In the first masterful tones of his voice the doctor's keen
intelligence caught the ring of his savage metal and felt the shock of
his powerful personality—a personality which had thrown to the winds
every mask, whose sole aim of life was sensual, whose only fears were
of physical pain and death, who could worship a snake and sacrifice a
human being.
His playful introduction showed him a child of Mystery, moved by
Voices and inspired by a Fetish. His face was full of good humour, and
his whole figure rippled with sleek animal vivacity. For the moment,
life was a comedy and a masquerade teeming with whims, fancies,
ecstasies and superstitions.
He held the surging crowd in the hollow of his hand. They yelled,
laughed, howled, or wept as he willed.
Now he painted in burning words the imaginary horrors of slavery
until the tears rolled down his cheeks and he wept at the sound of his
own voice. Every dusky hearer burst into tears and moans.

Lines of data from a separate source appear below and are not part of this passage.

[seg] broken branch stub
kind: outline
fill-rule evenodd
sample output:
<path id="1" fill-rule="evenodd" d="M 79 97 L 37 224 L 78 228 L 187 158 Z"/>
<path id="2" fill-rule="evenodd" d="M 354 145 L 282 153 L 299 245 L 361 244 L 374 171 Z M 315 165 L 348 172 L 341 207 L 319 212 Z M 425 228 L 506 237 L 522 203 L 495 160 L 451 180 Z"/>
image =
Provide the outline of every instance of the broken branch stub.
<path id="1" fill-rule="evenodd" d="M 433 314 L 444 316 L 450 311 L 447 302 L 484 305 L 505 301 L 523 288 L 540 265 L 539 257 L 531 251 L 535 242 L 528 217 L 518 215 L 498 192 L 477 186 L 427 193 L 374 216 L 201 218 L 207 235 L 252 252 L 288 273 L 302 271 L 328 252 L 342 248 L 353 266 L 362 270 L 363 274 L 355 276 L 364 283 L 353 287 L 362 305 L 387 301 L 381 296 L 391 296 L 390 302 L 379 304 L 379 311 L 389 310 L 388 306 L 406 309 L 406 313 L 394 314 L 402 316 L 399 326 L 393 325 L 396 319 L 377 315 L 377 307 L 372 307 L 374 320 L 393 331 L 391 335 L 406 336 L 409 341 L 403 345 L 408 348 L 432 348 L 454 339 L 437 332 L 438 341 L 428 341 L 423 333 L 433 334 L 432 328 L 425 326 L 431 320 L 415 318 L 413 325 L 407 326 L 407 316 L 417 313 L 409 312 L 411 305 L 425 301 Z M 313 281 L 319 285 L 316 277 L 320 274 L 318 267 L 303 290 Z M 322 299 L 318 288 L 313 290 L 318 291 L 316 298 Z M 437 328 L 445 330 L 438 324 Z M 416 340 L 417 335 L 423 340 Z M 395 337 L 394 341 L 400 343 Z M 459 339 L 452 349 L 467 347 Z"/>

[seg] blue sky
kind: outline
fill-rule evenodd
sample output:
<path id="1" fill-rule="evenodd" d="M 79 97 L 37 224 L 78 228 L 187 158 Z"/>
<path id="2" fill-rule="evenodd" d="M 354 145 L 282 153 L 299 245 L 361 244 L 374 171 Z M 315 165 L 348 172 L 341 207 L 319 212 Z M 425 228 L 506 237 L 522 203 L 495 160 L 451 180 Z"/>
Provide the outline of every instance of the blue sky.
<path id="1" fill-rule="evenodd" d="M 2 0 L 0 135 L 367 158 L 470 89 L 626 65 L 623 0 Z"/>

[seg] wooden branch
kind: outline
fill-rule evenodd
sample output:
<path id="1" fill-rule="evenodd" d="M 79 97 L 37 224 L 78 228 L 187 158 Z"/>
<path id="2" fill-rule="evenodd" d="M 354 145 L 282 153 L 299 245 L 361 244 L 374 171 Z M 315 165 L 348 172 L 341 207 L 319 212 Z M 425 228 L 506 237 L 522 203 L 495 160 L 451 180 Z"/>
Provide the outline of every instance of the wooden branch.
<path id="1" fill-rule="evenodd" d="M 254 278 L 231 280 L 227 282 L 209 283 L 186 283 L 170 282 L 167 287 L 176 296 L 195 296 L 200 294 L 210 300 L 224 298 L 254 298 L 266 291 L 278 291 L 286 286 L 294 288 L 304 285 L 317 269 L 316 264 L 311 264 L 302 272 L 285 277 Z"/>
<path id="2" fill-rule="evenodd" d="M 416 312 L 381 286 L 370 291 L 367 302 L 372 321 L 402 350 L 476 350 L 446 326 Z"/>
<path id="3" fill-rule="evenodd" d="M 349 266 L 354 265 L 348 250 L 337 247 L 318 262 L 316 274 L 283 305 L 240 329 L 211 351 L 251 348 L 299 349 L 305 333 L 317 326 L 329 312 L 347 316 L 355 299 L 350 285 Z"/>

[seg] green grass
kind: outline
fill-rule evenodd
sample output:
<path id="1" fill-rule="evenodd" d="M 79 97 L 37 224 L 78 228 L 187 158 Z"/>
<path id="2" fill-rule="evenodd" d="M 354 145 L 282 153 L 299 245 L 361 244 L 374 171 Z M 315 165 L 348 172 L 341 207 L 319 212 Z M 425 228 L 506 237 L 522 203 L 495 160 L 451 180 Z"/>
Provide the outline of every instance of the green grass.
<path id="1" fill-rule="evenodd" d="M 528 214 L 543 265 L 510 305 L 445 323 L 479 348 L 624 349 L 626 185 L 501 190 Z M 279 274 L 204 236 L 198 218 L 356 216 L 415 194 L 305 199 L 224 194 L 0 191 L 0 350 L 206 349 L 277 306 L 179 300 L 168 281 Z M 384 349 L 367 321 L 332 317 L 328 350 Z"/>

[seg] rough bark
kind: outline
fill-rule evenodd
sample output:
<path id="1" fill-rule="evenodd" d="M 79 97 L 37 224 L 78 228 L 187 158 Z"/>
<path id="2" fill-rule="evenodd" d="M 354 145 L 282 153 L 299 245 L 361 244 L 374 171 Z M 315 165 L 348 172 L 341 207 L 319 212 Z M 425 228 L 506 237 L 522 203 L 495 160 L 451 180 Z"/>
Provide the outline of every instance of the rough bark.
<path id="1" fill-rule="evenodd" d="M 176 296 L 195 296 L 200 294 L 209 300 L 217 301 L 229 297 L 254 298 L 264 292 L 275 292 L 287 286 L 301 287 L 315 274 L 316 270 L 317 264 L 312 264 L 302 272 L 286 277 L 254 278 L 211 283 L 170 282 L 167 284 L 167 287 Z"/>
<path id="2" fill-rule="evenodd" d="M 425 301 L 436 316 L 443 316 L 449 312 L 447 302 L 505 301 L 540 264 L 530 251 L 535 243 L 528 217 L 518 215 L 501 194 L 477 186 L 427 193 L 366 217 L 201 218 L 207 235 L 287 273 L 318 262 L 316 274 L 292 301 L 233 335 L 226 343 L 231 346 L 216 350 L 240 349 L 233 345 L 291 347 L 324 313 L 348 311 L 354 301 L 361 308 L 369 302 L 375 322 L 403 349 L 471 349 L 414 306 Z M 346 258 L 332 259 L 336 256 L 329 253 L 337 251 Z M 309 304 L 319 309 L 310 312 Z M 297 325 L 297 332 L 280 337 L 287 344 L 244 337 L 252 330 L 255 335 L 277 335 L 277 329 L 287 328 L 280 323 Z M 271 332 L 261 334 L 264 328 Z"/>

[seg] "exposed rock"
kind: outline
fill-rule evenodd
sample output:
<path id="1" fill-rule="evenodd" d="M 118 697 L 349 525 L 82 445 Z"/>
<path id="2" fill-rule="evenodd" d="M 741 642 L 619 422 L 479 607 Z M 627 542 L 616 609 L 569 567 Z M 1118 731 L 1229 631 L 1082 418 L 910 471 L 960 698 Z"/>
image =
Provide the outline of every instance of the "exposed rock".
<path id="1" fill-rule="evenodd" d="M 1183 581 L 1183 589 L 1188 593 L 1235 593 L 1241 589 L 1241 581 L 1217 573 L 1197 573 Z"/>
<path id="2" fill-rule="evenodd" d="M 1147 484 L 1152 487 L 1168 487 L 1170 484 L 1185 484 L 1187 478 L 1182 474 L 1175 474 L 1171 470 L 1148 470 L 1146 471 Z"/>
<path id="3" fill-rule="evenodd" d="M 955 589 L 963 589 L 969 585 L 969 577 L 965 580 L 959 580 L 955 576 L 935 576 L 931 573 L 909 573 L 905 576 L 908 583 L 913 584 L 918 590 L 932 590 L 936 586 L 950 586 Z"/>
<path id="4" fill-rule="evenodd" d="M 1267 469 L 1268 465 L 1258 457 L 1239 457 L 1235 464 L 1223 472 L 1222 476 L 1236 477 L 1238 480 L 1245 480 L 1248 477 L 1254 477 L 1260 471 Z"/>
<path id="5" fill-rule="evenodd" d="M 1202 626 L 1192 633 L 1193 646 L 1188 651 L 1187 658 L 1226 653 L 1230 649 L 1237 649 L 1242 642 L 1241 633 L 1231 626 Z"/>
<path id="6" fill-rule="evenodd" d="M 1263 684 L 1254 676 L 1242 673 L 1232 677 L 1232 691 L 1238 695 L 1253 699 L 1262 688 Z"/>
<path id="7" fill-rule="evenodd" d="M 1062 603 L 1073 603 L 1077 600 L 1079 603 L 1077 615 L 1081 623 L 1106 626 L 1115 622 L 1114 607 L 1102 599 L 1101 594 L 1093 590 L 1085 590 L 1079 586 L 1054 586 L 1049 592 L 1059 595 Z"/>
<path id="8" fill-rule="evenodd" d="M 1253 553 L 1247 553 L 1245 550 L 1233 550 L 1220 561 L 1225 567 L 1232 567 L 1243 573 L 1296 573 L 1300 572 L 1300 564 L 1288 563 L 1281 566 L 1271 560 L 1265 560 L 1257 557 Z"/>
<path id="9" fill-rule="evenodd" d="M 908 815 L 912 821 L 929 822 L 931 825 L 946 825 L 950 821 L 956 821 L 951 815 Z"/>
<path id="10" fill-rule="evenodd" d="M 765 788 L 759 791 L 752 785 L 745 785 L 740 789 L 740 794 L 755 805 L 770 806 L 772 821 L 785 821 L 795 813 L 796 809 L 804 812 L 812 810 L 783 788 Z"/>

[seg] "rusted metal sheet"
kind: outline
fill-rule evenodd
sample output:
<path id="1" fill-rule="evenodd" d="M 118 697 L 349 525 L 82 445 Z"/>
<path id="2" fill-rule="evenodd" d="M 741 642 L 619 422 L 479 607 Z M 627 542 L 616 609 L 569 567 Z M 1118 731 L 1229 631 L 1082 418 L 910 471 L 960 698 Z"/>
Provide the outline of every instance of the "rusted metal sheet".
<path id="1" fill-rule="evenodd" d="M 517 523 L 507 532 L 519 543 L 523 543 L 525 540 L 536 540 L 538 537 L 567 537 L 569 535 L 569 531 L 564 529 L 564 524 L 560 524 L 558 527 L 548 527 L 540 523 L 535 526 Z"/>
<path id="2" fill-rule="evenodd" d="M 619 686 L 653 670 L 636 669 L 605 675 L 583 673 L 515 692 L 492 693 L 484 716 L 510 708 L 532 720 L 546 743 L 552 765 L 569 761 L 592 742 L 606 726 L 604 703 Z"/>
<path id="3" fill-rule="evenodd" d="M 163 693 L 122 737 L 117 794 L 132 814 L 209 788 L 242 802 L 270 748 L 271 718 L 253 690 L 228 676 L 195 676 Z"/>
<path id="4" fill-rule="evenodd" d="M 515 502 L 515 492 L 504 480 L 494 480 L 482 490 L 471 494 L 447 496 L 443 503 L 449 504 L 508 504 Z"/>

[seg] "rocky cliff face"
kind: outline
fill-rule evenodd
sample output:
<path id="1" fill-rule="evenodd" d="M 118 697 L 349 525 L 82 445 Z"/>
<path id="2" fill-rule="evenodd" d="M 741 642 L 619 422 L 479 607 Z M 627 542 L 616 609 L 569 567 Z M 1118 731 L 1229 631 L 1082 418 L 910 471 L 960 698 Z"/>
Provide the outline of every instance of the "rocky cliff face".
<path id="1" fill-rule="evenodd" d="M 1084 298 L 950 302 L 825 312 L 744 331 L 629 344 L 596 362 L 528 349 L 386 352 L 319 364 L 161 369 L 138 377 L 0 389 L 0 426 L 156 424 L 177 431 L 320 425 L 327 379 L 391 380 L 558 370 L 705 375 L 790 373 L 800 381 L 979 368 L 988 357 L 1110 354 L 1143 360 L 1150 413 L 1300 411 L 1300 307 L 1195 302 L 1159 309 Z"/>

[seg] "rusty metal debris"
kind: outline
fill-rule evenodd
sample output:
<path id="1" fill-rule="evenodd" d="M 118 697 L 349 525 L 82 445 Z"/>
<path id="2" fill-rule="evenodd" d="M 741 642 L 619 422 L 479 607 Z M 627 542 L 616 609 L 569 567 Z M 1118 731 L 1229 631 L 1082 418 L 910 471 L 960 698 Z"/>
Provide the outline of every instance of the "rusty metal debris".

He stopped, suddenly brushed the tears from his eyes, sprang to the
edge of the platform, threw both arms above his head and shouted:
“Hosannah to the Lord God Almighty for Emancipation!”
Instantly five thousand negroes, as one man, were on their feet,
shouting and screaming. Their shouts rose in unison, swelled into a
thunder peal, and died away as one voice.
Dead silence followed, and every eye was again riveted on Lynch. For
two hours the doctor sat transfixed, listening and watching him sway
the vast audience with hypnotic power.
There was not one note of hesitation or of doubt. It was the
challenge of race against race to mortal combat. His closing words
again swept every negro from his seat and melted every voice into a
single frenzied shout:
“Within five years,” he cried, “the intelligence and the wealth of
this mighty state will be transferred to the Negro race. Lift up your
heads. The world is yours. Take it. Here and now I serve notice on
every white man who breathes that I am as good as he is. I demand, and
I am going to have, the privilege of going to see him in his house or
his hotel, eating with him and sleeping with him, and when I see fit,
to take his daughter in marriage!”
As the doctor emerged from the stifling crowd with his friend, he
drew a deep breath of fresh air, took from his pocket his conservative
memorial, picked it into little bits, and scattered them along the
street as he walked in silence back to his hotel.